We used port 445 is for SMB file sharing Another kind of port is a Probe port. The default port number for this is 59999. Probe port’s job is to find out which is the active node that hosts the VCO (Fileserver) in the Cluster. Load Balancer sends the probe pings over TCP port 59999 to every node in the cluster, by default, every 10 seconds. When you configure a role in Cluster on an Azure VM, you need to know out what port(s) the application uses because you will need to add the port(s) to the endpoint. Then, you add the probe port to the same endpoint. After that, you need update the parameter of VCO’s IP address to have that probe port. Finally, Load Balancer will do the similar port forward task and route the traffic to the VM who owns the VCO.
Setting this for our File Cluster and here comes the complicated part, If you have only one nic it is easy the default is cluster network 1
getting the IP resource Name can be found get-clusterresourcename
***here is a different IP 150 as took later the screenshot and rebuild this a couple of times for the blog*
$ClusterNetworkName = “Cluster Network 1”
$IPResourceName = “IP Address 10.80.0.0”
# The IP address that is used in the Load balancer that should be the same than on the Fileserver cluster role.
$ILBIP = “10.80.0.150”
$params = @{"Address"="$ILBIP";
"ProbePort"="59999";
"SubnetMask"="255.255.255.255";
"Network"="$ClusterNetworkName";
"OverrideAddressMatch"=1;
"EnableDhcp"=0}
Get-ClusterResource $IPResourceName | Set-ClusterParameter -Multiple $params
Running this should set everything to work.

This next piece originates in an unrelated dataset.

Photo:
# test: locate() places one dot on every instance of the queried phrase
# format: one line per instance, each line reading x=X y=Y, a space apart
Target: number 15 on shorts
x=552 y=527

WARNING: The properties were stored, but not all changes will take effect until IP Address 10.80.0.211 is taken offline
and then online again. So I Stopped the Cluster and Started it again
A quick test on my domain controller and test server and it all worked.
As you can see it is rather complicated to run a file cluster in Azure and the question is why ? there are better options for this as netapp files.

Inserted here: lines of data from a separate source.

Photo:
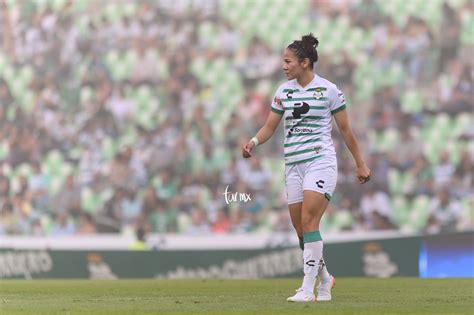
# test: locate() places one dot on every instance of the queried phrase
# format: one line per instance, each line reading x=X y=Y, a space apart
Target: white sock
x=312 y=254
x=323 y=273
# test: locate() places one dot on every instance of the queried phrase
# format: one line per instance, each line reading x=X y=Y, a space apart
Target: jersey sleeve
x=337 y=101
x=277 y=106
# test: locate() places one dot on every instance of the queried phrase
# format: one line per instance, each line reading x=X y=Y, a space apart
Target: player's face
x=291 y=65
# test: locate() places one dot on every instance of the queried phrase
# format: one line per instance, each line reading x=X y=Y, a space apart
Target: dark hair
x=306 y=48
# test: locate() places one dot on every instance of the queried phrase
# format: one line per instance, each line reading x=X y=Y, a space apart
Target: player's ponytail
x=306 y=48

Or using Azure files with Azure AD Support
Step By Step Azure Files share SMB with native AD support
Sometimes you need just the cloud mind and step away from what you have. live can get easier and less management.
Thanks for your Support and If you use this let ne know why just a quick post in the comments Thanks!
Follow Me on Twitter @ClusterMVP
Follow My blog https://robertsmit.wordpress.com
Linkedin Profile Robert Smit MVP Linkedin profile
Google : Robert Smit MVP profile
Share this:
Robert Smit MVP Blog 
Hello, thank you for this procedure.
I did everything you did and this works for me, for only one fileserver, but when I put a 2nd filesystem role, this does not work to access the 2nd share of the 2nd fileserver . When I try to set up another rule, I cannot put the same main port 445, so I put port 4455, but this does not work, can you please help me about his problem.
thank you,
Fakri.
Keep in mind this is a cluster so adding one node to the cluster is based on failover. so there is a node 3 or are you just adding a file share on next to the current fileshare. as fileshares need to be created on the cluster not else ware, you should connect to the fileserver resource and not to the node. the shown setup is one cluster and can hold multiple shares hosted on the servers and all connecting to fs01. so don’t make a new file server for every share that is just wrong.